閃爍之魚提示您:看后求收藏(詩鼎小說網網m.gzstf.cn),接著再看更方便。
閻魄站穩,臉上剛要浮現出笑意,試圖打著哈哈將這件事情略過去。
卻敏銳的察覺到涂山暮的表情有些不對。
那雙眼睛打量著自己,毫不收斂,透著無所顧忌的侵犯。
“相公?”涂山暮的聲音清冷,與白日里帶著江南軟語的腔調完全不同。
“娘子!”閻魄心中不解,面上卻不動聲色。
“有張藥方,我突然有些想法了。你先去休息,我很快回來。”
如果說,之前的涂山暮說話語氣中帶著不容拒絕的腔調。那現在的涂山暮就隱隱透著威嚴。
威嚴?
閻魄實在是難以將這個詞和遙水鎮的暮大夫聯系在一起。
還沒有來得及深究,涂山暮披上外袍,朝著后院醫館的方向走。
繞過走廊,還能聽見阿紫的驚呼,和堅果撒了一地的聲音。
閻魄站在門口,目光沒有從涂山暮的方向移開。
這真的很不對勁。
此時,黑鴉也回來了。
沒有走正門。
而是化作烏鴉飛進來,見到閻魄后,才雙手捧著長刀交到閻魄面前。
“尊主,飲血刀這次之后,想來兩個月都不需要再去山中斬殺野獸采血了。”
閻魄收回飲血刀,稍稍頷首。
對著黑鴉勾勾手指:“我剛剛發現,那暮大夫好似變了個人。”
黑鴉睜著茫然的眼睛,伸手在后腦勺抓了幾下:“怎么變了?”
閻魄沉思片刻,道:“變兇了。”
和之前的涂山暮比起來。
他剛才見到的那個,明顯更兇一些。
好像他不應聲,隨時都能動手一針扎在他死穴上似的。
“尊主,暮大夫是不是生氣了?”黑鴉覺得自己智商上線,雙眸發亮的說:“肯定是的。
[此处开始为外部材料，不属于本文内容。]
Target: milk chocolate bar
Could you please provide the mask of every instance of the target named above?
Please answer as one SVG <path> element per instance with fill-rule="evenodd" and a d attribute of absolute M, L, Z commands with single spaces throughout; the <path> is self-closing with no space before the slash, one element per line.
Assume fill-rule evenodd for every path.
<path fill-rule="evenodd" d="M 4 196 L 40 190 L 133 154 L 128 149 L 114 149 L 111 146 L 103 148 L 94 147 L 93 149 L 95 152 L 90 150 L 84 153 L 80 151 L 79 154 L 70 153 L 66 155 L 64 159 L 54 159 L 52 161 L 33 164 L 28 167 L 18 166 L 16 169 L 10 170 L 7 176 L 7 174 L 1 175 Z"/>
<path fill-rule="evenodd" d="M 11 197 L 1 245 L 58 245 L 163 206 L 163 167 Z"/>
這才新婚第一天,你晚上就不見蹤影,暮大夫是不是以為你出去鬼混了?”
閻魄聽了,猛地生出一種“我怎么會問他這個問題”的荒唐感。
然后就聽黑鴉又自顧自的分析:“你昨日就沒有洞房,今日白天的時候還不讓暮大夫把脈。到晚上又不見了人影。尊主,我在茶棚的時候聽過,像這樣的,那都是聲名狼藉的浪蕩子做出來的事情。那些姑娘說起來的時候,可傷心了,眼淚止都止不住。方才暮大夫的眼睛,紅了沒有?”
原本閻魄還覺得黑鴉胡說八道。
可聽他這么一分析……嘶!有道理啊!
閻魄如今對涂山暮的感覺,更多的是愧疚。
這百日內,只要不洞房,他什么都愿意配合涂山暮。
現在一聽自己傷了人家姑娘的心。
再聯想到白天看到涂山暮偷偷拭淚的樣子,閻魄心里也不好受了。
自己好像是有點過分了。
“我沒注意啊。可能有點吧。”閻魄倒吸一口涼氣,雙手環抱在胸前,問:“那我現在怎么辦?她現在跑了啊,明日私塾要開始授課,我們今日的四個時辰還沒開始呢。”
八個小時。
大部分時間只能靠晚上睡在一個房間里刷。
剩下的時間,白天一起吃飯、說說話、逛一逛,差不多也就補齊了。
要是今天晚上涂山暮不回房,他明日難道還要一個勁的粘著涂山暮不成?
同時在擔心這個問題的,并不只有閻魄一個人。
藥房里,涂山暮雙手撐在桌上,哈哈的冷笑:“你開什么玩笑,你要試試突破同心果的限制?我要是有辦法突破,我還成親干什么?”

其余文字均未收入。